In the year of our Lord 1607, I praise willing souls who followed 

     dreams of freedom, humanity’s potential.

I praise forefathers and mothers who searched for new heaven, 

     new earth, ripe for equality.

I praise the pearl of great price where settlers snuggled in safe beds

     for the first time.                        

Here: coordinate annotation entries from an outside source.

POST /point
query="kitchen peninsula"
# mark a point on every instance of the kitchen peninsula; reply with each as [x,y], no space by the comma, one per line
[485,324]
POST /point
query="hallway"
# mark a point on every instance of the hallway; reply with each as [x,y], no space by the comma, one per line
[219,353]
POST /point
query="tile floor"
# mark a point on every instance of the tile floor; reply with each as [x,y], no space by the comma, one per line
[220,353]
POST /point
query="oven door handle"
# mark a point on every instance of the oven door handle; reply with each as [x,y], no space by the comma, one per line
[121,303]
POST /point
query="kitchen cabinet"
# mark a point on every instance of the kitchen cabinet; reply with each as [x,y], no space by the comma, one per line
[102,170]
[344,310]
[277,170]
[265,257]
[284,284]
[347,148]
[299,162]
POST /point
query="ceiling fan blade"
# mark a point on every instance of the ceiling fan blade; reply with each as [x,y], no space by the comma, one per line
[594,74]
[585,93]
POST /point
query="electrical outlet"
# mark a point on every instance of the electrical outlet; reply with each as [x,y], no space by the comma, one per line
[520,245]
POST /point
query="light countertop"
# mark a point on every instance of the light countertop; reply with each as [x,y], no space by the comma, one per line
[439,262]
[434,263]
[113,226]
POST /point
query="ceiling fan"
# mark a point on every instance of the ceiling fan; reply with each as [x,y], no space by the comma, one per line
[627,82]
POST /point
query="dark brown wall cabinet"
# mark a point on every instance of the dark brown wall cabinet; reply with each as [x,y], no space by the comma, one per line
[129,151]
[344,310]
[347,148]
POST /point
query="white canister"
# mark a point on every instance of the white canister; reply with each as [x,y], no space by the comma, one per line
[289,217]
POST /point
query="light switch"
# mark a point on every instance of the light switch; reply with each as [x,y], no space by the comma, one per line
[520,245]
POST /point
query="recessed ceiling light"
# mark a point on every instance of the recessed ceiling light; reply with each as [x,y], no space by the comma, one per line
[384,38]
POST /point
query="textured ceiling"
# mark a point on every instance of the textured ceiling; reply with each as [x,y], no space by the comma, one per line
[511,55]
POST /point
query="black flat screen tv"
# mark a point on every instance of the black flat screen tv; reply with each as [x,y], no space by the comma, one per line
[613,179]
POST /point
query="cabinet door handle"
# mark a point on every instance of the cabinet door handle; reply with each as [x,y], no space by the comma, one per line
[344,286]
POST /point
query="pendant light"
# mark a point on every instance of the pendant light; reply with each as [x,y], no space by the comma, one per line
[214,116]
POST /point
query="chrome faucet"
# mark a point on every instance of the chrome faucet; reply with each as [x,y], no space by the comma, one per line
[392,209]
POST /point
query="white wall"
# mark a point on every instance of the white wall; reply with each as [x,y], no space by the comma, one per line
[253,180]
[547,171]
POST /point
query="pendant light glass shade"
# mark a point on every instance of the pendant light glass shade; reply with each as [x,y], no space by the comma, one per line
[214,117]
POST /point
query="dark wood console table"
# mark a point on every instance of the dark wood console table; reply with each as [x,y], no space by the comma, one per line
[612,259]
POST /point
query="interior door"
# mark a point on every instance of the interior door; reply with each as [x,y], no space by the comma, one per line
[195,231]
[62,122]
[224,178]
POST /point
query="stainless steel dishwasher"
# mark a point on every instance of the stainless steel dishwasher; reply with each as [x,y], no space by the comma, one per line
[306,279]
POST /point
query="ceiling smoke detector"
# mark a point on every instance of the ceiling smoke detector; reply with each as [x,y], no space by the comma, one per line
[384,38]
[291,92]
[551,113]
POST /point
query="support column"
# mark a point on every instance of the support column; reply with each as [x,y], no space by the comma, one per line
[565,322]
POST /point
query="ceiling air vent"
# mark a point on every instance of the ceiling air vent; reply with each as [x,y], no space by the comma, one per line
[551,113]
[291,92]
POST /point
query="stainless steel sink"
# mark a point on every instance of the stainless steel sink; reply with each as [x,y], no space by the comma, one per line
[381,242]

Faith praises answered prayers for a new way of life, smelling fresh air, peace.


Faith found delight.


In the year of our Lord 1619, seekers of better lives, 

     spiraled into destruction, stumbled into their own type

     of tyranny.     

Slavery shackled precious human value, and 

      Puritan beliefs were compromised.


Faith without works is dead.


In the year of our Lord four centuries later,

     I cry, I scream, I am angry: 

     do ”Black Lives Matter,”

     do they “say their names,”

     do homeless folk live on streets, 

     do children live in cages? 

I question: will despair end, my dear Republic?  

   

Faith without works is dead.


In the year of our Lord in the future,

      I long for equality and fraternity.

I long for change anew, democracy for all.

My hymn, our refrain will sing from the highest hill:

     One Nation under God Indivisible 

    with Liberty and Justice 

    for All.

Daryl Ross Halencak is a poet and writer. His poetry was published in Dragon Poet Review, NonDoc, Cesky Dialog, Elegant Rage and Ceske Stopy. A fourth generation of Foard County, Texas, Daryl and his wife, Jane, live in the rugged and untamed land in the Rolling Plains of Texas.